Die Klägerinnen hatten sich mit ihren Berufungsverfahren gegen Urteile des Verwaltungsgerichts (VG) gewandt. Dieses hatte entschieden, Unterhaltsvorschuss sei nicht zu gewähren, weil dies der gesetzgeberischen Konzeption widerspreche, die öffentliche Unterhaltsleistung in erster Linie als Vorschuss zu zahlen und von dem säumigen zum Barunterhalt verpflichteten anderen Elternteil zurückzufordern.

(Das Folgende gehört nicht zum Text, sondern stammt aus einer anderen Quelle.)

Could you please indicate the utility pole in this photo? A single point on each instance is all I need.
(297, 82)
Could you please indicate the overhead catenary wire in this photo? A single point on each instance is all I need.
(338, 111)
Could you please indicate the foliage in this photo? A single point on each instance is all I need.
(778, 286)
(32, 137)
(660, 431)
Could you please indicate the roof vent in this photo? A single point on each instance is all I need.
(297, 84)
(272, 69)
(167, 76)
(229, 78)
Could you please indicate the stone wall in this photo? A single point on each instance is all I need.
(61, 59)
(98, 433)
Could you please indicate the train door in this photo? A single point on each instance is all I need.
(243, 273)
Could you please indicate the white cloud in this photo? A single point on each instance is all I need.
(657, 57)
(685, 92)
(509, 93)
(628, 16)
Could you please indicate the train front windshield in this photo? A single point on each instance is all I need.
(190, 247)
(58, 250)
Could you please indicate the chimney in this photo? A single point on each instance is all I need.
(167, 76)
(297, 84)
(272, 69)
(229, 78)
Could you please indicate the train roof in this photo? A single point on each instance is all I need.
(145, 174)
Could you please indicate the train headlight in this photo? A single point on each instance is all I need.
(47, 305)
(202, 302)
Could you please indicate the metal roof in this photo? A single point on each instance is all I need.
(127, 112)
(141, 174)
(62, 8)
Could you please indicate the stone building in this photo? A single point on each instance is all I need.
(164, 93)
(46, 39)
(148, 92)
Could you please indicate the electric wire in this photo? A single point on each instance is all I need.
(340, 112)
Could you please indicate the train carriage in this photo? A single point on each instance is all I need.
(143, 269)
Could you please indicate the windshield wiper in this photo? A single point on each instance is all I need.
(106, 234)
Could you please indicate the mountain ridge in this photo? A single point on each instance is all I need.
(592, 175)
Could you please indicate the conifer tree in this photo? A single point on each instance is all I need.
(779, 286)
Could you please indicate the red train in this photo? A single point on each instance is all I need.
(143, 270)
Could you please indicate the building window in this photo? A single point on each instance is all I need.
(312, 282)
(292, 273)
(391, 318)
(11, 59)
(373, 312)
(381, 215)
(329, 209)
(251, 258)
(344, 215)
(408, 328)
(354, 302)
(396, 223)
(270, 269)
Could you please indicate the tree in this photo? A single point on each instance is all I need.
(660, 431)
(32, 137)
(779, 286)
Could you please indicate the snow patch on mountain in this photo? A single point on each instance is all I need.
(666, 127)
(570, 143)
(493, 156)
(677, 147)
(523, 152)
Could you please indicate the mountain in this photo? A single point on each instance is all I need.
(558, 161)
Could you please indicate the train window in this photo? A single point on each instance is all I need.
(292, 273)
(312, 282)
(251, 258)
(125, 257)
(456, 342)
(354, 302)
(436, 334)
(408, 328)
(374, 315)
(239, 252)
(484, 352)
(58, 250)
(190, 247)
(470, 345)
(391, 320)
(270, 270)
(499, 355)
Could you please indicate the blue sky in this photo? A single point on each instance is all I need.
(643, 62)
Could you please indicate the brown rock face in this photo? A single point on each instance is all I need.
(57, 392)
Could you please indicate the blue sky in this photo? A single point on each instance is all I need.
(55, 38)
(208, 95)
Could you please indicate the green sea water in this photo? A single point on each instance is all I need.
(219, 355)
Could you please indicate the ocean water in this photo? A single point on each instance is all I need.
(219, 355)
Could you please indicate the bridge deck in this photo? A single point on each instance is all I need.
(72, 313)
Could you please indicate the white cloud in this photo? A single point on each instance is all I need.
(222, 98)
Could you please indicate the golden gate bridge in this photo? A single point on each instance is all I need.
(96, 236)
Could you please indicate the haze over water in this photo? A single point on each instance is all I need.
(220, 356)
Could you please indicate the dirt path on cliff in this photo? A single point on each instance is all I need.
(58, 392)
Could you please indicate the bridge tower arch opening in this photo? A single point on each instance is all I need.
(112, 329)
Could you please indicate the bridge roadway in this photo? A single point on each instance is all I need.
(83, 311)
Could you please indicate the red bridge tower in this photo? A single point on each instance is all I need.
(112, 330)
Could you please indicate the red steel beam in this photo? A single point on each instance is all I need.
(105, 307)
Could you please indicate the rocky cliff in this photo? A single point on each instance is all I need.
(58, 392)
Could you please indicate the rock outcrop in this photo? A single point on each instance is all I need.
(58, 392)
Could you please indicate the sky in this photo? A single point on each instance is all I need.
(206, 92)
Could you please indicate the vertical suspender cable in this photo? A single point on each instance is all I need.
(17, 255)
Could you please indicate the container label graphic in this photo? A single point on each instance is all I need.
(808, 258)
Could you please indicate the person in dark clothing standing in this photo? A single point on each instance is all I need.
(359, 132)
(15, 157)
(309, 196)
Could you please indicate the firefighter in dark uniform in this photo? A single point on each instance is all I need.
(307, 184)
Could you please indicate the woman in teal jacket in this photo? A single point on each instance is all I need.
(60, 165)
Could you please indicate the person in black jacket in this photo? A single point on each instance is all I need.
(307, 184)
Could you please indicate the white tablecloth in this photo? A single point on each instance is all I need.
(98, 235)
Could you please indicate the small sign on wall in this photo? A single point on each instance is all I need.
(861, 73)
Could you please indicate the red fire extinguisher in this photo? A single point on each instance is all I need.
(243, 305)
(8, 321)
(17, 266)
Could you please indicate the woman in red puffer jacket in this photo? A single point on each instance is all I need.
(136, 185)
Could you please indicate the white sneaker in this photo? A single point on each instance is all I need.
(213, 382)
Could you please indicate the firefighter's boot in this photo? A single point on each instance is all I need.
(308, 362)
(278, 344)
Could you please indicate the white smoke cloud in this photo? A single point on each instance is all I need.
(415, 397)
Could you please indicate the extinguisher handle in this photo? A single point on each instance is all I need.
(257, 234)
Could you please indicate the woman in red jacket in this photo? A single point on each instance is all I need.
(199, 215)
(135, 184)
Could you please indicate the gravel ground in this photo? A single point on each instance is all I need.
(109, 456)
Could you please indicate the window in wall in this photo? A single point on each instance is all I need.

Dieser Würdigung ist das OVG gefolgt. Zwar habe das Kind nach dem Samenspenderregistergesetz einen Anspruch darauf, zu erfahren, wer sein biologischer Vater sei. Ein Rückgriff der Unterhaltsvorschussstelle auf den anderen Elternteil sei aber von vornherein aussichtslos, weil die mit dem Samenspenderregistergesetz (SaRegG) am 1.7.2018 in Kraft getretene einschlägige Regelung des Bürgerlichen Gesetzbuchs (hier: § 1600d Abs. 4 BGB) es ausschließe, dass der offizielle Samenspender als rechtlicher Vater festgestellt werde.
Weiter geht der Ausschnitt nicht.